Apologize for the potentially long question. For a long time, I always thought there is some connection between group conjugation and normal subgroup. I have no problem following the formal proofs and solving problems (perhaps). Nevertheless, I would like to have a more "natural" understanding of the concepts, whatever that means.
I used to introduce myself to the concept of normal subgroup by the following question:
We know that given a homomorphism $f:G \to H$, $\ker(f)$ is always a subgroup of $G$. But given an arbitrary subgroup of $G$, say $N$, is it true that $N$ is the kernel of some group homomorphism?
The answer is "No" and counterexamples could be easily constructed using, say, $S_n$. Then I see that if I want this claim to be true, I really need that $gNg^{-1} = N$.
This is all good, until the other day I came across some lecture notes online, saying that one conjugation in group resembles similar matrices. Since we understand similar matrices as "different matrices representing the same thing under different basis", we can use the same idea to understand group conjugation. Indeed, the "conjugate-by-$x$" map is an automorphism of $G$.
I thought this was really interesting, because it essentially is saying that "normal subgroups are the subgroups that are invariant under conjugation". That is, $N$ being normal means that no matter what kind of "transform" ($gNg^{-1}$) it goes through, it stays the same.

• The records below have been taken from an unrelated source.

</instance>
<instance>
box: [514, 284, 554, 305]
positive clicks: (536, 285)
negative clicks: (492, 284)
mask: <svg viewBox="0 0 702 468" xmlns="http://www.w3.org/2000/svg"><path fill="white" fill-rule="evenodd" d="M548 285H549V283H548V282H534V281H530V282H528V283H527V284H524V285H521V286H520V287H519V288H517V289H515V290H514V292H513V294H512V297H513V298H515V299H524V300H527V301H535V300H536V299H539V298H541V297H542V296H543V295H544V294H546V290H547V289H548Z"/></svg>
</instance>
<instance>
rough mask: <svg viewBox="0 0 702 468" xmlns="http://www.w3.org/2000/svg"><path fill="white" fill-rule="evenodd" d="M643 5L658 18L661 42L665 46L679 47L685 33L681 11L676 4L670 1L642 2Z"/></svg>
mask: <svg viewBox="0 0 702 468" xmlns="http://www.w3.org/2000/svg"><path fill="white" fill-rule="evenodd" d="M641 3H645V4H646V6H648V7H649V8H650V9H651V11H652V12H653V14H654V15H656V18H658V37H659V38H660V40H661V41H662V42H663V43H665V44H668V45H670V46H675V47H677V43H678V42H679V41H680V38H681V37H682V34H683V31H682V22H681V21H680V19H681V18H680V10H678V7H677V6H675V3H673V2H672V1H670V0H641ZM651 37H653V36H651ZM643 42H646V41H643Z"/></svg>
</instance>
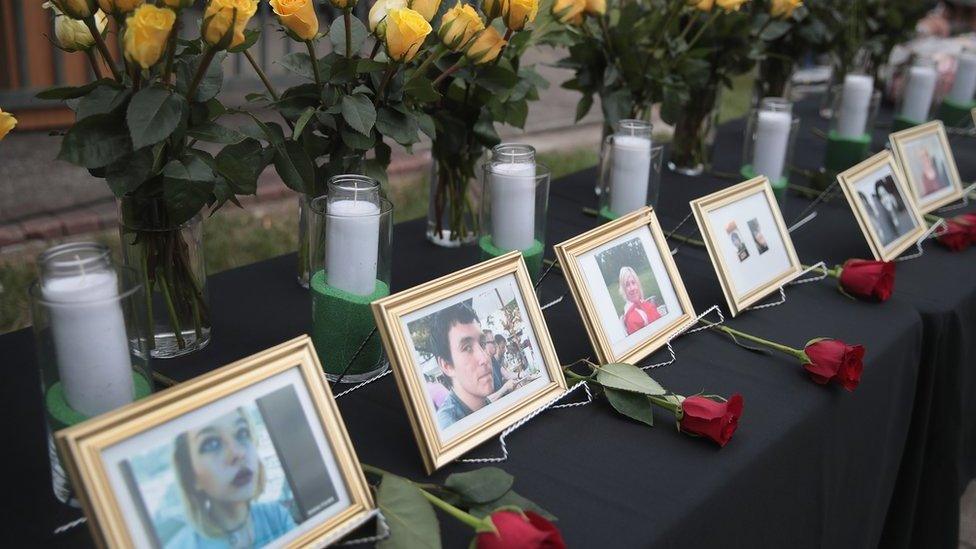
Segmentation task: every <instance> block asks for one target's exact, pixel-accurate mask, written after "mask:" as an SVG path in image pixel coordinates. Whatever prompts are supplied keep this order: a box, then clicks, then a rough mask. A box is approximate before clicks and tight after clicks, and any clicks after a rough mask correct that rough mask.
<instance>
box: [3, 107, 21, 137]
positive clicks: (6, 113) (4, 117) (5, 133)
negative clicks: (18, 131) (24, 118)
mask: <svg viewBox="0 0 976 549" xmlns="http://www.w3.org/2000/svg"><path fill="white" fill-rule="evenodd" d="M16 127H17V119H16V118H14V115H12V114H10V113H9V112H3V109H0V140H3V138H4V137H7V134H8V133H10V131H11V130H13V129H14V128H16Z"/></svg>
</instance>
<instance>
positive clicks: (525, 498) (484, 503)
mask: <svg viewBox="0 0 976 549" xmlns="http://www.w3.org/2000/svg"><path fill="white" fill-rule="evenodd" d="M503 507H518V508H519V509H522V510H523V511H534V512H536V513H538V514H540V515H542V516H543V517H545V518H546V519H548V520H556V517H554V516H553V515H552V513H550V512H549V511H546V510H545V509H543V508H542V507H539V506H538V505H536V504H535V503H534V502H532V501H531V500H529V499H527V498H525V497H522V496H521V495H519V494H518V493H516V492H515V491H514V490H509V491H508V492H506V493H505V495H504V496H502V497H500V498H498V499H496V500H494V501H490V502H487V503H482V504H480V505H475V506H474V507H471V508H470V509H468V512H469V513H471V514H472V515H474V516H476V517H478V518H484V517H486V516H488V515H490V514H492V513H493V512H494V511H495V510H497V509H500V508H503Z"/></svg>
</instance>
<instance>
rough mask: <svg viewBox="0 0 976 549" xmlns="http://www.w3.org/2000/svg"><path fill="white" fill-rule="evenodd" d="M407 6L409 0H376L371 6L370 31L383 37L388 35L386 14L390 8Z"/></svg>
mask: <svg viewBox="0 0 976 549" xmlns="http://www.w3.org/2000/svg"><path fill="white" fill-rule="evenodd" d="M405 7H407V0H376V3H375V4H373V7H371V8H369V31H370V32H372V33H373V34H375V35H376V36H378V37H379V38H383V36H385V35H386V15H387V14H388V13H389V12H390V10H394V9H397V8H405Z"/></svg>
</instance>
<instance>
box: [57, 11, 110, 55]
mask: <svg viewBox="0 0 976 549" xmlns="http://www.w3.org/2000/svg"><path fill="white" fill-rule="evenodd" d="M43 7H45V8H49V9H51V10H53V11H54V36H55V38H57V42H58V46H60V47H61V49H62V50H64V51H85V50H88V49H89V48H91V47H92V46H94V45H95V37H94V36H92V35H91V31H90V30H88V25H86V24H84V23H83V22H81V21H79V20H77V19H72V18H70V17H68V16H66V15H65V14H63V13H61V10H59V9H58V8H57V7H56V6H55V5H54V4H52V3H50V2H45V3H44V4H43ZM107 24H108V16H107V15H105V13H104V12H102V11H101V10H99V11H97V12H95V25H96V27H97V28H98V32H104V31H105V25H107Z"/></svg>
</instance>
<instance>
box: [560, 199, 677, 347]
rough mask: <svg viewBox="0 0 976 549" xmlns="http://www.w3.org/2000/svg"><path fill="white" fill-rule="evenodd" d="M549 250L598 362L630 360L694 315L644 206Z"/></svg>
mask: <svg viewBox="0 0 976 549" xmlns="http://www.w3.org/2000/svg"><path fill="white" fill-rule="evenodd" d="M556 254H557V255H558V256H559V264H560V265H561V266H562V268H563V272H564V274H565V276H566V280H567V281H568V282H569V287H570V289H571V290H572V292H573V298H574V299H575V300H576V306H577V308H578V309H579V311H580V316H582V317H583V322H584V324H585V325H586V331H587V332H588V333H589V336H590V341H592V342H593V348H594V350H595V351H596V355H597V358H599V360H600V361H601V362H604V363H606V362H627V363H630V364H636V363H637V362H638V361H640V360H641V359H643V358H644V357H646V356H647V355H649V354H651V353H653V352H654V351H656V350H657V349H659V348H660V347H661V346H662V345H664V344H665V343H667V341H668V339H669V338H671V337H672V336H673V335H674V334H675V333H677V331H678V330H680V329H681V327H682V326H683V325H684V324H686V323H687V322H688V321H689V320H690V319H692V318H695V311H694V309H693V307H692V304H691V299H690V298H689V297H688V292H687V291H686V290H685V285H684V282H682V280H681V275H680V274H679V273H678V268H677V266H675V264H674V259H673V258H672V257H671V251H670V248H669V247H668V245H667V242H666V241H665V239H664V233H663V232H662V231H661V225H660V224H659V223H658V220H657V215H656V214H655V213H654V211H653V210H652V209H651V208H649V207H645V208H641V209H640V210H637V211H635V212H633V213H631V214H628V215H626V216H624V217H621V218H619V219H616V220H614V221H612V222H610V223H607V224H605V225H601V226H599V227H597V228H595V229H593V230H591V231H588V232H585V233H583V234H581V235H579V236H576V237H574V238H571V239H570V240H567V241H565V242H563V243H561V244H557V245H556Z"/></svg>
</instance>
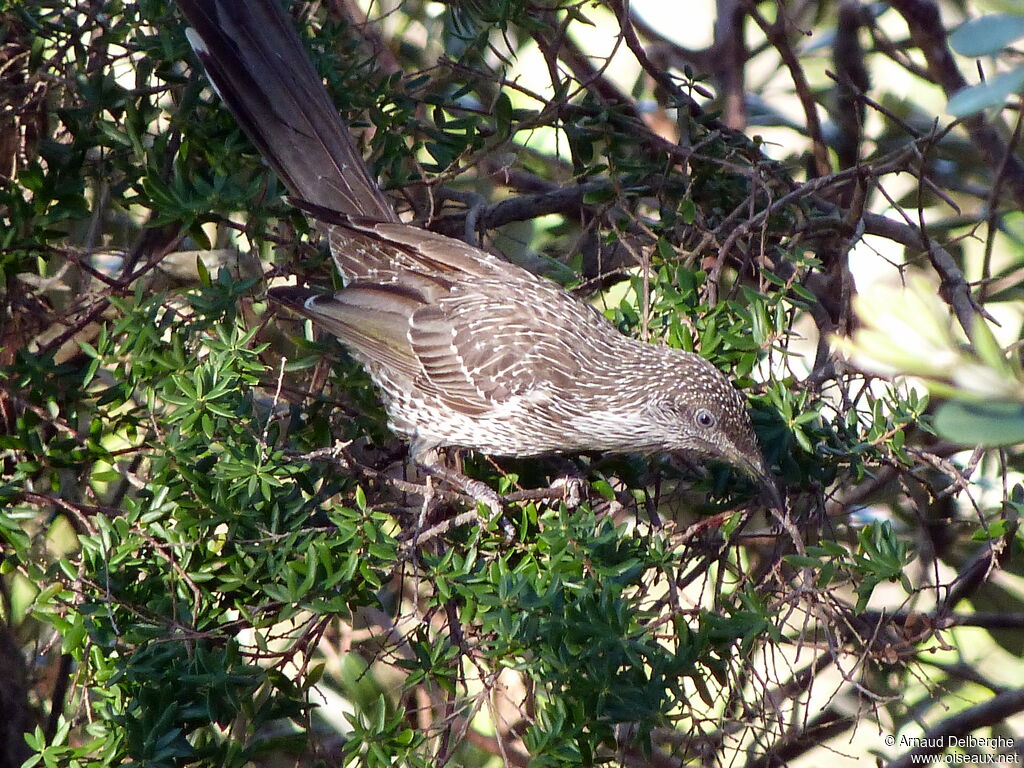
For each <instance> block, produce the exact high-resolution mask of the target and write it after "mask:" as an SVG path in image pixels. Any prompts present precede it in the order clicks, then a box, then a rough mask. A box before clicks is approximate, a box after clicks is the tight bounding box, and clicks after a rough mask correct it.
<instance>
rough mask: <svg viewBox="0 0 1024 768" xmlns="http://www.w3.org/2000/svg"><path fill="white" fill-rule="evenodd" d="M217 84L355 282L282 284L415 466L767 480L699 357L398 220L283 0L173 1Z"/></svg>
mask: <svg viewBox="0 0 1024 768" xmlns="http://www.w3.org/2000/svg"><path fill="white" fill-rule="evenodd" d="M178 5H179V6H180V7H181V10H182V11H183V13H184V15H185V16H186V17H187V19H188V22H189V24H190V25H191V30H189V40H190V41H191V43H193V47H194V48H195V50H196V52H197V54H198V55H199V58H200V59H201V61H202V62H203V65H204V67H205V68H206V72H207V74H208V75H209V77H210V79H211V81H212V82H213V85H214V88H215V90H216V91H217V93H219V94H220V96H221V98H222V99H223V100H224V102H225V103H226V104H227V106H228V109H230V111H231V112H232V113H233V114H234V117H236V118H237V120H238V122H239V124H240V125H241V126H242V128H243V129H244V130H245V132H246V133H247V134H248V135H249V137H250V138H251V139H252V141H253V143H254V144H255V145H256V146H257V147H258V148H259V151H260V152H261V153H262V155H263V157H264V158H265V159H266V162H267V163H268V164H269V165H270V167H271V168H272V169H273V170H274V172H275V173H276V174H278V176H280V177H281V179H282V180H283V181H284V182H285V184H286V185H287V186H288V188H289V189H290V191H291V194H292V196H293V202H294V203H295V205H297V206H298V207H300V208H301V209H302V210H303V211H305V212H306V213H307V214H308V215H309V216H310V217H311V218H312V219H314V220H315V221H316V222H317V225H318V226H319V227H321V228H322V229H323V230H324V231H326V232H327V236H328V238H329V241H330V245H331V253H332V255H333V258H334V261H335V264H336V265H337V267H338V269H339V271H340V272H341V274H342V278H343V279H344V282H345V288H344V289H343V290H341V291H338V292H337V293H333V294H319V293H316V292H313V291H308V290H306V289H303V288H274V289H271V290H270V291H269V293H268V295H269V297H270V299H271V300H273V301H275V302H279V303H281V304H284V305H286V306H288V307H290V308H292V309H293V310H294V311H296V312H298V313H299V314H301V315H304V316H306V317H308V318H310V319H311V321H312V322H313V323H314V324H315V325H317V326H319V327H321V328H323V329H325V330H327V331H329V332H330V333H332V334H334V335H335V336H337V337H338V338H339V339H340V340H341V341H342V342H343V343H344V344H345V345H346V346H347V347H348V348H349V349H350V350H351V352H352V354H353V356H354V357H355V358H356V359H358V360H359V361H360V362H362V364H364V365H365V366H366V367H367V369H368V370H369V373H370V375H371V378H372V379H373V381H374V383H375V384H376V386H377V388H378V390H379V391H380V394H381V396H382V398H383V400H384V404H385V407H386V409H387V413H388V417H389V424H390V426H391V428H392V429H393V430H395V431H396V432H398V433H400V434H402V435H404V436H407V437H408V438H409V439H410V441H411V454H412V457H413V459H414V460H415V461H417V462H419V463H420V464H422V465H424V466H425V467H426V468H428V469H430V468H431V467H434V468H436V466H437V465H436V459H435V453H436V452H435V450H436V449H438V447H442V446H459V447H464V449H471V450H474V451H478V452H482V453H485V454H492V455H496V456H509V457H529V456H538V455H543V454H554V453H580V452H591V451H597V452H611V453H634V452H636V453H655V452H683V453H685V454H688V455H695V456H699V457H710V458H713V459H718V460H723V461H725V462H728V463H729V464H732V465H734V466H736V467H738V468H739V469H741V470H742V471H744V472H745V473H748V474H750V475H751V476H753V477H754V478H756V479H757V480H758V481H760V482H761V483H763V484H764V485H765V486H766V487H768V488H769V489H770V490H773V489H774V484H773V482H772V480H771V478H770V475H769V473H768V471H767V468H766V466H765V463H764V460H763V458H762V454H761V451H760V450H759V447H758V442H757V439H756V437H755V434H754V430H753V429H752V427H751V422H750V419H749V417H748V414H746V409H745V404H744V401H743V399H742V397H741V396H740V394H739V393H738V392H737V391H736V389H735V388H734V387H733V386H732V384H731V383H730V382H729V380H728V379H727V378H726V377H725V376H723V375H722V374H721V373H720V372H719V371H718V370H717V369H715V367H714V366H712V365H711V364H710V362H709V361H708V360H706V359H705V358H702V357H700V356H699V355H697V354H693V353H690V352H684V351H681V350H678V349H673V348H670V347H666V346H655V345H651V344H646V343H643V342H640V341H637V340H636V339H632V338H629V337H627V336H624V335H623V334H621V333H620V332H618V331H617V330H616V329H615V328H614V327H613V326H612V325H611V324H610V323H608V321H606V319H605V318H604V317H603V316H602V315H601V314H600V312H598V311H597V310H596V309H595V308H593V307H591V306H590V305H588V304H586V303H583V302H581V301H579V300H577V299H575V298H574V297H572V296H571V295H569V294H568V293H567V292H565V291H564V290H563V289H562V288H561V287H559V286H558V285H556V284H555V283H553V282H551V281H549V280H546V279H544V278H540V276H537V275H535V274H532V273H530V272H528V271H526V270H525V269H523V268H521V267H519V266H516V265H514V264H511V263H509V262H507V261H504V260H502V259H500V258H498V257H496V256H494V255H492V254H488V253H486V252H484V251H481V250H479V249H477V248H474V247H472V246H469V245H466V244H465V243H463V242H461V241H458V240H454V239H452V238H447V237H444V236H441V234H437V233H434V232H431V231H428V230H425V229H422V228H420V227H417V226H414V225H411V224H406V223H402V222H401V221H400V220H399V219H398V217H397V215H396V214H395V212H394V210H393V208H391V206H390V205H389V204H388V202H387V200H386V199H385V197H384V195H383V194H382V193H381V190H380V187H379V186H378V185H377V184H376V183H375V182H374V181H373V179H372V178H371V175H370V171H369V169H368V168H367V166H366V164H365V162H364V160H362V158H361V156H360V155H359V153H358V151H357V148H356V146H355V144H354V143H353V141H352V139H351V138H350V136H349V131H348V126H347V125H346V124H345V122H344V121H343V120H342V119H341V117H340V116H339V115H338V113H337V111H336V110H335V109H334V106H333V105H332V103H331V100H330V96H329V95H328V92H327V90H326V88H325V87H324V84H323V82H322V81H321V79H319V77H317V75H316V74H315V72H314V70H313V68H312V65H311V62H310V60H309V58H308V55H307V53H306V51H305V49H304V48H303V47H302V43H301V42H300V40H299V37H298V34H297V32H296V30H295V27H294V25H293V23H292V20H291V18H290V17H289V16H288V15H287V14H286V13H285V12H284V11H283V10H282V8H281V7H280V6H279V4H278V1H276V0H178Z"/></svg>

Now the final piece that I couldn't get is this
Why "being invariant under conjugation" is critical to "being kernel of some homomorphism"?
I hope this is a meaningful question to ask.
Let $G$ and $H$ be multiplicative groups with multiplicative identity $``e"$. We will let context indicate which group $e$ belongs to. Suppose $f:G \to H$ is a homomorphism and let $K$ be the kernel of $f$; i.e., $K = \{x \in G : f(x) = e\}$. For every $k \in K$ and every $g \in G$, $f(gkg^{-1}) = f(g) f(k) f(g^{-1}) = f(g) e f(g^{-1}) = e$. With just a bit more work, it follows that, for every $g \in G$, $gKg^{-1} = K$.
Suppose $N \subseteq G$ is invariant under conjugation. Then the set of cosets of $N$, $\; G/N, \;$ is a group. In fact, the mapping $f:G \to G/N$, defined by $f(g) = gN$, is a group homomorphism. Clearly $N$ is the kernal of $f$.